Tags
Barbican Library, City University London, Clapham Library, Ernesto Priego, event reports, Fun Palaces, information retrieval, information society, Matt Finch, public libraries, serendipity, Stéphann Makri, user experience, zines
Over the weekend, I (and several other members of CityLIS) took part in two annual Fun Palaces events held in the Barbican Library and Clapham Library. The Fun Palaces initiative aims to, in the words of its organisers, facilitate “free, welcoming annual events combining arts and sciences, made for and with local people”. As such, it represents a wonderful opportunity for public libraries to promote themselves as community centres by hosting these events, within the ongoing repurposing of the institution itself as a dynamic social space for activities, collaboration and engagement, rather than merely a repository of physical items. This is particularly important in this country right now due to the current government’s continuing policy of austerity, which is threatening the effectiveness, and even the future, of many public libraries.
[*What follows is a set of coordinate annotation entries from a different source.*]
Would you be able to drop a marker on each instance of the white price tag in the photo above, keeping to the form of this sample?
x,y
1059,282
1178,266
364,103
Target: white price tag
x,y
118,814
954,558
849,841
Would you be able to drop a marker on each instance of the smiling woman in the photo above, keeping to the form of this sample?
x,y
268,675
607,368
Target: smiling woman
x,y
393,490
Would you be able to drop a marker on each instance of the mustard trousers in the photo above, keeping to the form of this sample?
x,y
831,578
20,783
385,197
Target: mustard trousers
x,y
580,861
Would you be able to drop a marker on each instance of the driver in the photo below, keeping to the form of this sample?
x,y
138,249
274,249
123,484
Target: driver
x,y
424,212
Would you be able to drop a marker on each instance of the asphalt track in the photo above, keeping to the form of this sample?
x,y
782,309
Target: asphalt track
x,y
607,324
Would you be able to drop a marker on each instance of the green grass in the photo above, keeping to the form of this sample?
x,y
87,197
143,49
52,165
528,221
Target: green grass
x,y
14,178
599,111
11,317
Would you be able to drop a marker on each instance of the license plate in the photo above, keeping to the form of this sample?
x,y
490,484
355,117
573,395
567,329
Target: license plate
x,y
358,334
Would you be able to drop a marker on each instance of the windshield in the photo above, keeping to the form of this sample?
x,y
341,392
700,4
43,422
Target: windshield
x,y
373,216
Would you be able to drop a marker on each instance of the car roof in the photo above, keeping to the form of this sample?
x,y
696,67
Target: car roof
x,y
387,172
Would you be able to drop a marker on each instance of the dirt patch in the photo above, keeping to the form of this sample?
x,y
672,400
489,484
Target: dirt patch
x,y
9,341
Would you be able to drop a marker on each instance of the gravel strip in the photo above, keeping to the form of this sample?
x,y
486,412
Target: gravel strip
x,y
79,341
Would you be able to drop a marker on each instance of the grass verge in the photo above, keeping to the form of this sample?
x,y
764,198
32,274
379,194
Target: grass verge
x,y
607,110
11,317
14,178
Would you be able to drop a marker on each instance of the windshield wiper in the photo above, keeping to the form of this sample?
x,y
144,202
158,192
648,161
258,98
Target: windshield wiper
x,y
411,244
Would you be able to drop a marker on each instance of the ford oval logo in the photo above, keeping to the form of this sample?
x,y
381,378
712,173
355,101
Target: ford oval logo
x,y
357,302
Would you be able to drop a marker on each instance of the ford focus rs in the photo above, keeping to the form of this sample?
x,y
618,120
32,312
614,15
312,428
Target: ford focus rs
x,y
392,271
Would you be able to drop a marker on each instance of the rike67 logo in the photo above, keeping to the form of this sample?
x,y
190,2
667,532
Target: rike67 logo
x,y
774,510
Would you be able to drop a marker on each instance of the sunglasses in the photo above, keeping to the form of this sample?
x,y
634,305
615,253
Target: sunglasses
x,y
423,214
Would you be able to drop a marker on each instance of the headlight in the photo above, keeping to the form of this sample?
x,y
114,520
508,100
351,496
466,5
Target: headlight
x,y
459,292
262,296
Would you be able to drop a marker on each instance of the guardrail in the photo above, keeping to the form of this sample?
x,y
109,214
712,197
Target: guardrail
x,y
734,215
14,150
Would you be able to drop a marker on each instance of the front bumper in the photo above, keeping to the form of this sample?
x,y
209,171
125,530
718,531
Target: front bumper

City University London was involved in organising two events this year, both of which were guided by professional public events creator Matt Finch. The first, which I helped out with during the morning at the Barbican, was a guide to serendipity in the library run by Stephann Makri, who specialises in Human-Computer Interaction; the second, held in Clapham and to which I defected after lunch, was a zine-making workshop led by the already oft-mentioned Ernesto Priego, whose research interests include the relevant areas comics and publishing.
Dr Makri’s research into serendipity is rooted in the age-old library (amongst others…) problem of how to effectively retrieve information. He and other academics have noted that library users often find information serendipitously—by chance, with a positive outcome—due to the simple fact that it exists in a physical form and must be laid out in a physical space. This means that a person looking for a specific book will see other books whilst navigating the library shelves, and will be able to form connections easily between them and their initial area of interest. By contrast, electronic information retrieval relies on ever more-precise algorithms to return only the most specific results; the overwhelmingly vast majority of electronic, online documents remaining invisible unless specifically searched for, hence reducing the possibility for serendipity.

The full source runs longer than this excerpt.